British Prime Minister Liz Truss on Monday reversed plans to abolish the 45% tax rate for the country's highest earners. File Photo by Hugo Philpott/UPI | License Photo
Oct. 3 (UPI) -- Amid widespread criticism and a sinking economy, the British government on Monday announced it would not follow through with its plan to abolish the 45% tax rate for the country's highest earners.
Truss, who became prime minister less than a month ago, tweeted Monday that they were scrapping the plan to axe the 45% tax rate for those earning more than $168,000 annually as it has "become a distraction from our mission to get Britain moving."
"Our focus now is on building a high-growth economy that funds world-class public services, boosts wages and creates opportunities across the country," she said.
Since it was unveiled as part of a larger growth agenda by Chancellor of the Exchequer Kwasi Kwarteng on Sept. 23, Truss has been defending the plan from criticism as the unfunded tax cuts, the steepest since the 1970s, has led to a selloff of British government bonds and a dramatic drop in the value of the pound against the U.S. dollar.

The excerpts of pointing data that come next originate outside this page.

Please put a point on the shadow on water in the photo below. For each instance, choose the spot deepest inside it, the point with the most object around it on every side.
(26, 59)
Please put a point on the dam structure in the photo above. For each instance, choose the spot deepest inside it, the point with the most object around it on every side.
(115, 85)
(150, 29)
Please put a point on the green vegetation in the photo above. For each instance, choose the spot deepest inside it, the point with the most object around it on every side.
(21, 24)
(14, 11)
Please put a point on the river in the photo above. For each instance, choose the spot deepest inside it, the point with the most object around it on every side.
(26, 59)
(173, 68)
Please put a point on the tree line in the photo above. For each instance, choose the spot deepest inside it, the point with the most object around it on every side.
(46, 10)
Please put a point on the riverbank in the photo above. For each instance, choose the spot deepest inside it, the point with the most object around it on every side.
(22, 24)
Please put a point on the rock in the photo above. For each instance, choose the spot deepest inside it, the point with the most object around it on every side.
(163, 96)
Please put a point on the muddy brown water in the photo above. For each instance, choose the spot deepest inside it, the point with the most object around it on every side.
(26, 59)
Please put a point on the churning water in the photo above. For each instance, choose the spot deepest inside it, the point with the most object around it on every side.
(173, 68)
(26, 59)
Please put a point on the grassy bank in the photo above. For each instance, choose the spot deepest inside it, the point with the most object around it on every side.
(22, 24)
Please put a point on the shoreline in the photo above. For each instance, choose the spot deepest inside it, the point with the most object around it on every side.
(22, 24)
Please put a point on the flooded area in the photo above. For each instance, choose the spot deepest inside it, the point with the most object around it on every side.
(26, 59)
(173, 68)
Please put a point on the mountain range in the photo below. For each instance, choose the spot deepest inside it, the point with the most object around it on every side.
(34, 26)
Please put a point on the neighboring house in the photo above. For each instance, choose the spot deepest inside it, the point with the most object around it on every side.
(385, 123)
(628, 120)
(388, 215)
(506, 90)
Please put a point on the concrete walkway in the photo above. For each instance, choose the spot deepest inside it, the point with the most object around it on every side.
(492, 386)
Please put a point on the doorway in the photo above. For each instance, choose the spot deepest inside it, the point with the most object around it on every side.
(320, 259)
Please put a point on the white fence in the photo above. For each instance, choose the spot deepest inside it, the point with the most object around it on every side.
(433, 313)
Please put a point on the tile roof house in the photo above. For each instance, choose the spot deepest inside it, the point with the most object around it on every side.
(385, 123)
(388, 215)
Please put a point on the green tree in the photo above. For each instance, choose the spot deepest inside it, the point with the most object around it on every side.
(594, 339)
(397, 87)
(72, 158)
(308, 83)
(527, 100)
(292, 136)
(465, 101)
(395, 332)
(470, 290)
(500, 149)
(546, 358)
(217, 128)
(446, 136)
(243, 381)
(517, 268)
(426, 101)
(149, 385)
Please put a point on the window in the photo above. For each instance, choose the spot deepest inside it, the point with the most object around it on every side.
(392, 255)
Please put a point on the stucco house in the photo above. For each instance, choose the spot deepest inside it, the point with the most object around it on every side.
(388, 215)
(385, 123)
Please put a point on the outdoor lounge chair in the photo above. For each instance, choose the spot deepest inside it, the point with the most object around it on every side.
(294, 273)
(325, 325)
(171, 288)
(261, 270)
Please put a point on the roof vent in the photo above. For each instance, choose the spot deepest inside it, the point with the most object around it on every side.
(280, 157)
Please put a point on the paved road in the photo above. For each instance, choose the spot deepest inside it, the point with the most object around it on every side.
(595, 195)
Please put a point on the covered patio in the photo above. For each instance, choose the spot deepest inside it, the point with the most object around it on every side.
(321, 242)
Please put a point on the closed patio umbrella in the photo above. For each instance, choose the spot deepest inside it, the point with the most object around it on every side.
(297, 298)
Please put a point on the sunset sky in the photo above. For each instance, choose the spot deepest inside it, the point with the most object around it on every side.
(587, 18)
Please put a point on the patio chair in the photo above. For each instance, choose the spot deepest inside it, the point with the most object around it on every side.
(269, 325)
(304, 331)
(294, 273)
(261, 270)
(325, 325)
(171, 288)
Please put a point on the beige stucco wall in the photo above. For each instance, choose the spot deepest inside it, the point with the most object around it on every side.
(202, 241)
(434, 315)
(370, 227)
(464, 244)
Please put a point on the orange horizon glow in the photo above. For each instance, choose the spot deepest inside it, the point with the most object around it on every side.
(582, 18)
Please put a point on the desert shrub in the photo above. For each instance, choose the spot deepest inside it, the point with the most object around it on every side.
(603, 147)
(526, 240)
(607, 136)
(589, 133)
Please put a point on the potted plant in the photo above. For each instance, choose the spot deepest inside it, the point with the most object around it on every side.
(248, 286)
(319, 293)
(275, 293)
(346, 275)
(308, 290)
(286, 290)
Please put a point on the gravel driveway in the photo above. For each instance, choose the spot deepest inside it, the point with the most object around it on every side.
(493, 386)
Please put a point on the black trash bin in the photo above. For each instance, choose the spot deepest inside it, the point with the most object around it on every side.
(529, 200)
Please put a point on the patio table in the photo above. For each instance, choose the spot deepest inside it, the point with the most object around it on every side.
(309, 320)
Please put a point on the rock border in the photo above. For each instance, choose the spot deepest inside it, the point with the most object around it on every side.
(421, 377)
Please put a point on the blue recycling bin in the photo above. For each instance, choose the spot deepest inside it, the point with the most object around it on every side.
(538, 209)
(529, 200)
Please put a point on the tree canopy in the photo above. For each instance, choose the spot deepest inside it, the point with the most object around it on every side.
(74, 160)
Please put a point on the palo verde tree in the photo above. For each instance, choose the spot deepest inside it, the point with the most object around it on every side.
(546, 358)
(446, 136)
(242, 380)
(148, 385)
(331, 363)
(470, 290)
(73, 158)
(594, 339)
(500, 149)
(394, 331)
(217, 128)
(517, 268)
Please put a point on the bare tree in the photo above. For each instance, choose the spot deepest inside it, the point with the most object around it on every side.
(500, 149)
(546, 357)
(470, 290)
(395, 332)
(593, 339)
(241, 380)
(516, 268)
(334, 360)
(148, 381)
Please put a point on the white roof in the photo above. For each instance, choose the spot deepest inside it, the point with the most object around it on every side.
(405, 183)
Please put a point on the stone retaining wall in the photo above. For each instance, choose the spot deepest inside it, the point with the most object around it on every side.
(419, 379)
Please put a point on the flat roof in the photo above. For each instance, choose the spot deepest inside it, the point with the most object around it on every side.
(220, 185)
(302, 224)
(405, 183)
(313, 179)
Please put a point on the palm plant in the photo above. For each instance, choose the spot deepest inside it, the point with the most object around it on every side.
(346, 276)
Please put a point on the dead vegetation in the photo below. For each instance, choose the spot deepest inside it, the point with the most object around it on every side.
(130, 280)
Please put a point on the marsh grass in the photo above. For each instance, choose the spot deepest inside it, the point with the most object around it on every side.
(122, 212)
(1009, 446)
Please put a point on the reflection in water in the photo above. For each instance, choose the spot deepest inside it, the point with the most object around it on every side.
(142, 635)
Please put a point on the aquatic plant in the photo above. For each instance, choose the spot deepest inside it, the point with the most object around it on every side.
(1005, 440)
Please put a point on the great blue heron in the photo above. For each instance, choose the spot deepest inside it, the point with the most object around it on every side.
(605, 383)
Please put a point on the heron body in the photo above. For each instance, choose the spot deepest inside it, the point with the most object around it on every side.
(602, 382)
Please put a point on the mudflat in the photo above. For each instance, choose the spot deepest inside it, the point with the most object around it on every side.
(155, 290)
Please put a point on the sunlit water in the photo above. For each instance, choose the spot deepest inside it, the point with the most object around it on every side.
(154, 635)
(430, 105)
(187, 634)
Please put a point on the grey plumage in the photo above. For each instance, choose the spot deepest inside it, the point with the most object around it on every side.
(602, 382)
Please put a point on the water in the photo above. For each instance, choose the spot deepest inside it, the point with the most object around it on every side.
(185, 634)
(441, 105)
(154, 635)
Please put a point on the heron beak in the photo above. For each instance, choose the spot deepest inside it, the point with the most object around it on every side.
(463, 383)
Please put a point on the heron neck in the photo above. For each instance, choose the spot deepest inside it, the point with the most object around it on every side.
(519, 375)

While politicians at home have warned Truss of the political risks that following through with this tax cut will have, the International Monetary Fund had asked her to reconsider over fears it will worsen inequality.
"We get it, and we have listened," Kwarteng said Monday.
In an interview later Monday with the BBC, Kwarteng defended the reversal, saying this one aspect was "drowning out a strong package" that included other tax cuts as well as support for energy bills.
"We've listened to the people," he said. "And, yeah, there is humility and contrition in that. And I'm happy to own it."
Rachel Reeves, the shadow chancellor of the Exchequer and a Labor member of Parliament, said Truss' reversal comes too late to aid families who will now have to pay higher mortgages and prices because of it.
She has called on the Conservative-led government to scrap its entire economic strategy.
"Their kamikaze budget needs reversing now," she said in a statement.
The British pound, which had dropped to a historic low of $1.03 against the U.S. dollar last week, climbed to $1.12 Monday on news that the government had dropped its plan to abolish the highest tax rate.